L’articolo n. 1 della Costituzione fugaziana.

Turnover, Repeater, Blueprint, Greed, Styrofoam, Reprovisional, Shut The Door sono i restanti commi-chiave della dichiarazione d’ indipendenza dell’unica band degli anni Novanta degna di essere chiamata “indie”.

 

Chi volesse avere chiaro tutto il concetto musicale alla base dell’alternative-rock degli anni Novanta può tuffarsi dentro Steady Diet of Nothing. E’ dentro questi trentasei minuti che viene riassunta tutta la logica “post” di quel decennio: ritmica frammentata e geometrica, alternanze, distorsioni, armonici, dissonanze, rarefazioni, rumori.

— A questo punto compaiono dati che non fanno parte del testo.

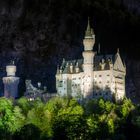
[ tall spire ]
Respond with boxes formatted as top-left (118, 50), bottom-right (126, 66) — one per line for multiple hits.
top-left (98, 43), bottom-right (101, 54)
top-left (85, 17), bottom-right (93, 37)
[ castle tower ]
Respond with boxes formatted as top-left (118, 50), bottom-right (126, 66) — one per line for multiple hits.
top-left (83, 19), bottom-right (95, 97)
top-left (3, 62), bottom-right (19, 98)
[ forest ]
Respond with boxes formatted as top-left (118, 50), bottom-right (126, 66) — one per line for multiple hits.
top-left (0, 97), bottom-right (140, 140)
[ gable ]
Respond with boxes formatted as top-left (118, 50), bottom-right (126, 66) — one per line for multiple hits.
top-left (114, 53), bottom-right (125, 72)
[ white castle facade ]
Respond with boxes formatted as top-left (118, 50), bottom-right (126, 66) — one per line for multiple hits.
top-left (3, 62), bottom-right (20, 98)
top-left (56, 21), bottom-right (126, 100)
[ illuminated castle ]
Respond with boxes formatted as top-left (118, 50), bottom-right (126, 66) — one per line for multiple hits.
top-left (56, 21), bottom-right (126, 100)
top-left (3, 62), bottom-right (19, 98)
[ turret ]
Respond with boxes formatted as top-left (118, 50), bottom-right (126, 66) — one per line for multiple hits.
top-left (83, 19), bottom-right (95, 73)
top-left (83, 19), bottom-right (95, 51)
top-left (3, 62), bottom-right (19, 98)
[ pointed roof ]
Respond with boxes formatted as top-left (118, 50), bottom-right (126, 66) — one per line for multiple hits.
top-left (114, 49), bottom-right (125, 72)
top-left (85, 17), bottom-right (94, 37)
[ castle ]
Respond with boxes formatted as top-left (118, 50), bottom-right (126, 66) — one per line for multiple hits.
top-left (56, 20), bottom-right (126, 101)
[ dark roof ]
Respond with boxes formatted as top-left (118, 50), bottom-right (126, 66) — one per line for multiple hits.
top-left (61, 55), bottom-right (115, 74)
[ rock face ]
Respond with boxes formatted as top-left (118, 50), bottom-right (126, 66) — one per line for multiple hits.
top-left (0, 0), bottom-right (140, 99)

E’ lo scongelamento del cadavere ibernato del punk e il superamento dei suoi angusti canoni espressivi attraverso un progressivo denudamento del suo corpo.

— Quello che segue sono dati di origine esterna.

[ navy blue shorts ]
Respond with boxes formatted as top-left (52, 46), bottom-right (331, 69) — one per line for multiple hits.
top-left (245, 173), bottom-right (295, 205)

Gli strumenti si sovrappongono ed incrociano, poi tornano a sfiorarsi ignorandosi, quindi si riannodano e si cementano all’unisono (si ascoltino Steady Diet o la breve introduzione a Long Division).

Se l’hardcore urlava la sua rabbia barricandosi dietro una parete di rumore, usando la logica del branco per vomitare la sua indignazione, il suono dei Fugazi si apre lasciando che i suoi protagonisti vengano spinti fuori a fronteggiare il nemico.

È la rivalutazione filosofica e morale ma pure artistica dell’individualità e del cameratismo leale e partigiano.    

I compagni sono al tuo fianco, mai davanti a te.

Il loro sostegno diventa uno scudo psicologico, non fisico.

E’ la vera rivoluzione dell’emo-core di cui questo disco diventa il vero manifesto etico.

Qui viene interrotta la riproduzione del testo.